What we have here
The explosion of the Internet has its glories–I found our first house on the Internet long before it was the normal way to look at houses, I pay my bills by Internet by preference, I book flights and hotels and learn about adoption via the Internet. I started out long ago on Usenet, following alt.callahans, then moving to misc.gettingmarried or whatever it was, then misc.pregnancy, then alt.infertility. And some email lists. Then I moved on to message boards. Then blogs.
(But not Twitter. Or miniblogs. Or other Web 2.0 social networks. I joined a few blogging networks, but haven’t really done much with them.)
All of which revealed to me that the written word has an amazing ability to be misconstrued.
Some people can write well. Some people can’t. Some people can read well. Some people can’t.
Writing blog posts, or bulletin board posts, or Usenet posts can be fraught with uncertainty: Sometimes what you write, meaning one thing, becomes read in a totally different manner. I’ve had this happen before, and wrote about it before, and when it happens, you become totally flabbergasted, appalled: But…but…that’s not what I said! Or: But…but…that’s how it reads, but that’s not what I meant!
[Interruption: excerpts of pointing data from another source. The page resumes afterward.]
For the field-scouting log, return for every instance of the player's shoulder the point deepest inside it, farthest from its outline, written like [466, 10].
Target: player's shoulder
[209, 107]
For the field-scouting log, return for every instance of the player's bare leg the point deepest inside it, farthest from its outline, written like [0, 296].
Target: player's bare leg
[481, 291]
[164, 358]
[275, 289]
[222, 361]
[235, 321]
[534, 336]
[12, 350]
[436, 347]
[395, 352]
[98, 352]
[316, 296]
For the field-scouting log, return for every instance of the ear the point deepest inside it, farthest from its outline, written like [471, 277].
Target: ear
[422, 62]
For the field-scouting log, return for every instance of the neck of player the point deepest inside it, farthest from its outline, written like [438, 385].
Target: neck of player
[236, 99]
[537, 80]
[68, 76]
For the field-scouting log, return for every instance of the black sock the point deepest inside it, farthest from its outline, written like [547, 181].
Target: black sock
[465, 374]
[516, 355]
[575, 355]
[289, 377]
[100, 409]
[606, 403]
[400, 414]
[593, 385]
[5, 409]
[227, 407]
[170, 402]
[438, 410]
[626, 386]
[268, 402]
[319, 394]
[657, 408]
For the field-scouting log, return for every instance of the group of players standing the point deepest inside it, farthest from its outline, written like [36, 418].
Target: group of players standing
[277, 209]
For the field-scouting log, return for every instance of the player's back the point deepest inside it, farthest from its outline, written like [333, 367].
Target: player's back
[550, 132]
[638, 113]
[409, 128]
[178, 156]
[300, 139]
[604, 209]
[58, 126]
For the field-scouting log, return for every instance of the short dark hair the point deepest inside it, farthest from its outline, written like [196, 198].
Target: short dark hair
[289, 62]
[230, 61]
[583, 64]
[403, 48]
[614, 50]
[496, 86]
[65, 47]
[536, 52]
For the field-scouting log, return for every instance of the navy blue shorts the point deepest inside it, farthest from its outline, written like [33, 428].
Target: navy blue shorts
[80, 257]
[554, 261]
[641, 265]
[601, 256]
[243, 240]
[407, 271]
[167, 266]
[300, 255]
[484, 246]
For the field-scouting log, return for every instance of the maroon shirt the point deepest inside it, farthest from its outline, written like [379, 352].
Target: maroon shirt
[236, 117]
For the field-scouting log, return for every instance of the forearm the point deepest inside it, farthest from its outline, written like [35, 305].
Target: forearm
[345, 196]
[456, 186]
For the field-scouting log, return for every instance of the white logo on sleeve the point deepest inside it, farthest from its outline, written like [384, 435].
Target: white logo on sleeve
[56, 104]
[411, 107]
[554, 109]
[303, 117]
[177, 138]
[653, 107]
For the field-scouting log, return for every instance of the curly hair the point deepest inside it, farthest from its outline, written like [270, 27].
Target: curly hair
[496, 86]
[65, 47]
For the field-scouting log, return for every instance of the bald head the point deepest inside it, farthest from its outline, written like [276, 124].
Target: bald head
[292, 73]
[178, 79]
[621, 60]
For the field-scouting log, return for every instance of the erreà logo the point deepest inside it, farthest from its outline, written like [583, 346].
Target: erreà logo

So some people litter their posts with emoticons to ensure that their meaning is not misread. Or, occasionally, someone who has been misconstrued to the point where they feel they’re disliked, may start sprinkling lots of emoticons to the max, hoping–like a puppy dog wagging its tail–the readers will "read" see? see? I’m not being snarky or condescending! I’m making a joke! Laugh! Please! Please don’t take this the wrong way! Please don’t be angry at me! And then, people being people, maybe others will take the overdose of emoticons as a sneering reminder that They Don’t Read Things The Right Way, and take it as being condescending. Enough of this interaction, and the puppy-like emoticons morph into exactly what is being seen: an angry tirade, a way of saying: Damn you idiotic fuckers anyway, this is a joke but I know you’re not going to get it, so maybe if I put goddamned neon lights around it you’ll recognize it (though I doubt it).
Oy.
Long ago and far away, on a private board, someone wrote about her bad body image. How it affected her life. How miserable it made her. Lots of people wrote back, doing the womanly "Uh-hunh, I hear you, girl, I know what you mean!" Someone else wrote back about her bad body, how she was "ugly", and she used a phrase that I read as being written with a sort of rueful snort, a form of rolling her eyes at herself. Others in the discussion read it a totally different way–it was seen as a slam, a piece of spiteful cruelty. The disjunction between the two led to an all-out fight.
Oy.
I’ve seen it play out elsewhere: something that’s meant jokingly or ruefully or in a silly way gets taken seriously. Someone saying idly "Lordy, I wish (insert President’s name here) were dead" gets turned into an investigation from the FBI into a death threat.
Oh, it happens in real life, too. Miscommunications abound. A guy says to his wife "Yeah, I look at those girls’ tushies and boobs and want to mess around with them", thinking he’s just being honest and open, and she decides it means he’s having a mid-life crisis and is about to leave her. Or a college girl’s parents tell her, after she announces she’s getting an apartment of her own, "How are you going to pay for all that?!" (meaning pay for an apartment while she’s attending college) and she hears "How are you going to pay for an apartment AND COLLEGE?!" (meaning pay for everything, since she’s obviously about to go out on her own and that means she’s not going to have college paid for anymore) and immediately drops out of college.
But it’s a lot harder to have things totally misconstrued when you’re talking in person. There are physical cues: lifted eyebrows, shrugs, blushes, rolling eyes, a V-8 whap against the head. There are a million different non-verbal cues in person to let someone know you sympathize, you’re joking, you’re being serious, you’re angry, you’re bored. We’re hard-wired to learn all these cues from childhood. When they go missing–on paper or on a computer screen–we’re left with only our own extrapolations to fill in the blanks.
Maybe my extrapolations are the ones out of whack. Maybe where I saw the puppy-dog trying to wiggle its way back into the graces of friends, I was wrong. Maybe when I "heard" the rueful snort, I was wrong. Maybe all those other people were right. I’ll never know.
(For the record, this has nothing to do with any bloggy blow-ups that have happened recently or in the past.)
Onto other things: Anocat wanted to know what "that pink thing" was. It’s called "Pinkie Pie’s Balloon House™, a three-level My Pretty Pony extravaganza of small unnecessary plastic items that garnered awestruck indrawn breaths from almost every girl at the party. Noreen wanted to know how many attended: There were four girls and one boy who showed up, plus a small sibling who was supposed to be outside in the general play area but who hung around the glass door with such a sorrowful face, sobbing, "Sissy! Sissy!" that we let her in, too.